Can Lysacek pull upset?

American is in second entering long program

If the ladies figure skating competition figures to be a bit too pedestrian at these 2010 Winter Olympics it won't be a problem. Because right now the men are putting on a show that could be hard to top.

The women have long provided television networks with a staple of Winter Olympics coverage. This year three men — Russia's Evgeni Plushenko, American Evan Lysacek and Japan's Daisuke Takahashi — all posted huge scores during the short program. After a night off, they will gather again at Pacific Coliseum on Thursday for a primetime showdown in the free skate.

Plushenko wowed judges with his thrilling comeback performance — he had retired after winning gold at the 2006 Torino Games and only started seriously training again 11 months ago. His score of 90.85 was the second-best of his brilliant career.

But a second consecutive gold is far from a sure thing for the 27-year-old. Lysacek, the reigning world champion is in second place at 90.30. He's the reigning world champion, but Plushenko is the one with a target on his back. An elite pack of skaters is chasing him, including fifth-place Stephane Lambiel of Switzerland, who took silver at Torino.

“[Plushenko] has the power mentally because he has what we all want,” Lysacek said. “It's going to take some mighty fine skating to get that power away from him.”

Lysacek performed beautifully. But maybe the most important development was dealing with a painful left foot injury that has bothered him on and off for months. He felt better on Tuesday night. But does he feel good enough to add a quadruple jump to the equation in Thursday's long program? Lysacek had planned on leaving it out of his Olympic program. In a tight chase for gold, though, it could spell the difference.

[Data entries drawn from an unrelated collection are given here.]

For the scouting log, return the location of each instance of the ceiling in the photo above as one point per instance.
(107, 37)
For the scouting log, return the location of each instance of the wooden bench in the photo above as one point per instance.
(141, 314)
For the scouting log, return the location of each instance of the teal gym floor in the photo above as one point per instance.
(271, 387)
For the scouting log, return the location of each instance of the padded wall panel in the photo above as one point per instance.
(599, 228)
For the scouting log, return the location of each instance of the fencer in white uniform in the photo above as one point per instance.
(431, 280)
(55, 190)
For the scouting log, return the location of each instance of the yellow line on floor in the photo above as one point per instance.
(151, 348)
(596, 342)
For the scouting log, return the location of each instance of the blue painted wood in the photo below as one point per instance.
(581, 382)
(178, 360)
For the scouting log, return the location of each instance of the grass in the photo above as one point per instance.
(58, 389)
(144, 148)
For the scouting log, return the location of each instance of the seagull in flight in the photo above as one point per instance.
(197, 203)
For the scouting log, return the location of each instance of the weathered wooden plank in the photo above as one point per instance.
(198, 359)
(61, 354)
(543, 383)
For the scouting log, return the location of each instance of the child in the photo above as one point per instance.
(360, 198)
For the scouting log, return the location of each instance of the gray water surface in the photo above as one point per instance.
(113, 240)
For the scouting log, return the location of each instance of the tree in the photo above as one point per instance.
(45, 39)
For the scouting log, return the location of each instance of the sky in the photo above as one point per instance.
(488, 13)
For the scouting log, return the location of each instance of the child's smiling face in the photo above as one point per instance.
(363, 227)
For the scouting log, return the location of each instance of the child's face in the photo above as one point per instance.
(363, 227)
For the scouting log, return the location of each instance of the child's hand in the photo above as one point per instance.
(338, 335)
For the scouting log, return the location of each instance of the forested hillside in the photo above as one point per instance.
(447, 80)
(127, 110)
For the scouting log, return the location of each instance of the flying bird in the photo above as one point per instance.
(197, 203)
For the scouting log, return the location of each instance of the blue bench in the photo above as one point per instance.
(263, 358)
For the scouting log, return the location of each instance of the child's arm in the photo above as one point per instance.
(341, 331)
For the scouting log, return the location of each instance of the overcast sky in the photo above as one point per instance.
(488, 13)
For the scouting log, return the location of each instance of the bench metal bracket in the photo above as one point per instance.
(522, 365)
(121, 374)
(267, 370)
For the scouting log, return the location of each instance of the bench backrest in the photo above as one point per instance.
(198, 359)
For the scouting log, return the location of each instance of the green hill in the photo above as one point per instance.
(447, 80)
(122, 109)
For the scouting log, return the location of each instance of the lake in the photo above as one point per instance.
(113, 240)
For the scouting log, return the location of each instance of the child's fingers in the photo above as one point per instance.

It's unlikely anyone other than the top three — Takahashi is third at 90.25 — will contend for gold. Fourth place belongs to Japan's Nobunari Oda at 84.85. Lambiel may have a better shot after his 84.63 just because he's been here before. Not only is the 24-year-old an Olympic silver medalist, but he jumped from fifth to second after the short program at the European Championships last month.

“That's competition and it is never going to be easy,” Plushenko said. “If somebody says today, 'I am not nervous' or 'I skate easy,' or 'I am not tired' I don't believe him.”